# Work Bench Addition



## cfellows (Jul 28, 2012)

Even though I keep my shop pretty clean, my work bench is always cluttered.  I just can't seem to keep it clear.  So, today I built a little addition.







This little work surface is above everything else and has room under it for a draw insert I bought from harbor freight.  I plan to put an edging around the work surface to keep small parts from rolling off.  Now if I can just keep this part cleared of clutter...

Chuck


----------



## seagar (Jul 28, 2012)

Now I want one.

Ian.


----------



## B-RAD (Jul 28, 2012)

Good Idea, to bad my work bench is already 52+ inches tall....


----------



## kuhncw (Jul 28, 2012)

Chuck, thanks for posting this.  I like it.  Something like it might cut down on the number of tiny parts that go missing in my shop.

Regards,

Chuck Kuhn


----------



## Don1966 (Jul 28, 2012)

Nice addition Chuck, I do like the parts Ben. But if you are like me it will get cluttered also. I will have to make one also such a good idea. I think I would make it just a portable drawer with a top for assembling and then you can store it away when not using it.

Don


----------



## Damau (Jul 29, 2012)

Chuck, the addition looks good


Chuck, the addition looks good as well as the drawers that hold small parts.
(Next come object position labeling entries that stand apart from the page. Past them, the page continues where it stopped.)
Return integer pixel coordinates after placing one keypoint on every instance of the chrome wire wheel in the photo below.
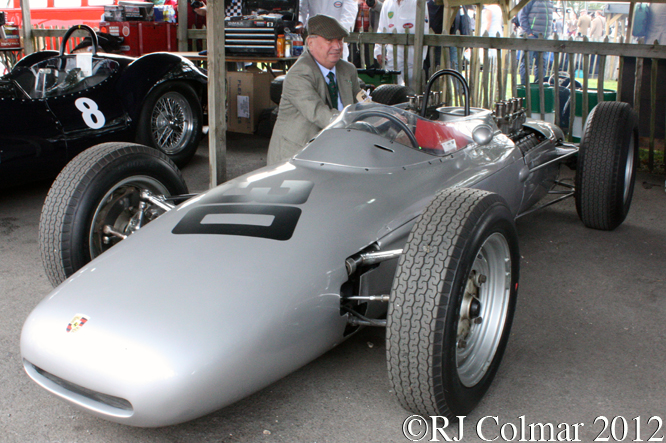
(171, 123)
(483, 310)
(119, 210)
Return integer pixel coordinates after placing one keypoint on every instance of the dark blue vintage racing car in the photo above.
(55, 105)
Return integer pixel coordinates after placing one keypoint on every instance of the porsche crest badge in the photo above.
(77, 322)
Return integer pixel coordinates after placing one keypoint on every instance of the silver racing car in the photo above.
(392, 217)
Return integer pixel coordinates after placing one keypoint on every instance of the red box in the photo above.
(143, 37)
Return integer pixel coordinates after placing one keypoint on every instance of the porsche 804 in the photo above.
(391, 217)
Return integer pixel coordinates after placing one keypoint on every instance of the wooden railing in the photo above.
(495, 77)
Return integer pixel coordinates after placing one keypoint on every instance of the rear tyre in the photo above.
(452, 303)
(606, 168)
(99, 187)
(171, 120)
(391, 94)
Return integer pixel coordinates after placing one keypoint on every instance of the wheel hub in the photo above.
(483, 310)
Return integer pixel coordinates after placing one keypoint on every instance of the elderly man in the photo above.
(315, 90)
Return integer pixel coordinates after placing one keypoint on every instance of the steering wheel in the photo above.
(93, 38)
(393, 119)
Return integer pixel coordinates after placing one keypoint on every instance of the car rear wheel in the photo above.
(171, 120)
(452, 303)
(99, 191)
(606, 169)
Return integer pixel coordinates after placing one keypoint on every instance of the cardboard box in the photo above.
(248, 93)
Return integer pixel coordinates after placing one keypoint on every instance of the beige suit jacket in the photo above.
(305, 106)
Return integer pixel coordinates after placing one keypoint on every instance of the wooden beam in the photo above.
(419, 30)
(217, 80)
(181, 33)
(28, 45)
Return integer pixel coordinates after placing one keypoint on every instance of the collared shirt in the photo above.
(325, 72)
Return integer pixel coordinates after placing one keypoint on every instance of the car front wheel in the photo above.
(96, 201)
(452, 303)
(171, 120)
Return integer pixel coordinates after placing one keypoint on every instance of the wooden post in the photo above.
(217, 87)
(653, 111)
(630, 22)
(181, 33)
(28, 45)
(419, 30)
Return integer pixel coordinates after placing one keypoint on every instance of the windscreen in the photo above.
(404, 127)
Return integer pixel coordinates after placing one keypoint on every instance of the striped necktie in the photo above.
(333, 89)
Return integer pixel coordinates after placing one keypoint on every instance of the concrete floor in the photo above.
(587, 341)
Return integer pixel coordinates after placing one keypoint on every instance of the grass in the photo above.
(644, 155)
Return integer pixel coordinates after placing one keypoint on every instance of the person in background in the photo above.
(583, 23)
(375, 8)
(362, 25)
(558, 27)
(315, 89)
(536, 19)
(491, 20)
(657, 26)
(344, 11)
(572, 23)
(399, 15)
(597, 27)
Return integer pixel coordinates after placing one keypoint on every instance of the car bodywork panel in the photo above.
(252, 272)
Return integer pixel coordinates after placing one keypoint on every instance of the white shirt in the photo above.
(344, 11)
(400, 16)
(325, 72)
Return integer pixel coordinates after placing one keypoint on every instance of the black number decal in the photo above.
(266, 220)
(281, 228)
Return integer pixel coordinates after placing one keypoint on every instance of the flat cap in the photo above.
(326, 26)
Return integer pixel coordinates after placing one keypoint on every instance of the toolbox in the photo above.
(140, 37)
(256, 31)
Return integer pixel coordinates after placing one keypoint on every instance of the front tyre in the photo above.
(171, 120)
(606, 169)
(100, 188)
(452, 303)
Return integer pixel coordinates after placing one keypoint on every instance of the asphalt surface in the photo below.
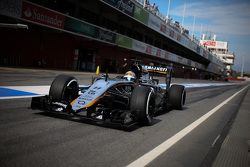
(34, 138)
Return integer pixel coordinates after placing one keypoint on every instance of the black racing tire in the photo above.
(64, 88)
(177, 96)
(142, 103)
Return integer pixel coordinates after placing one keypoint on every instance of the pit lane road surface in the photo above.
(34, 138)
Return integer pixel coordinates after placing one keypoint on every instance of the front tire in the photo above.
(64, 88)
(177, 96)
(142, 103)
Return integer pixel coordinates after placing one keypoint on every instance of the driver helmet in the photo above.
(130, 76)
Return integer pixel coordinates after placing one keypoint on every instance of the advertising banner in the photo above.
(106, 35)
(139, 46)
(123, 41)
(141, 15)
(42, 15)
(11, 8)
(80, 27)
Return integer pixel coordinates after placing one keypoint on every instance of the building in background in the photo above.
(81, 35)
(220, 49)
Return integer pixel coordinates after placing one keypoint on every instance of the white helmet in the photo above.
(130, 76)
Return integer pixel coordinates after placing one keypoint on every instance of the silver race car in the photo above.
(126, 100)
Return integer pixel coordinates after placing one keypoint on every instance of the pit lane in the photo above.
(32, 138)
I can identify with losing small parts.

I have a saying that I run through my mind when I drop a small part or screw, "Matilda, Matilda, ...... Matilda, she takes me money and she runs, Venezuela". (Just the lyrics from a song, that is all).

I don't know why small parts want to run and hide from us.

Again, nice looking shop!!!!


----------



## lathe nut (Jul 29, 2012)

Chuck that is a good idea, cause when the hit the floor that either role under the work bench or just vanish, I end up putting to much on the work bench, going to deal with my self someday if I don't get in line, love that little engine, going to be excited when I hear it running, thanks for the learning time, Lathe Nut


----------



## larry1 (Jul 29, 2012)

Chuck,  Great looking addition,  I  sure my work surface looked that good.     larry


----------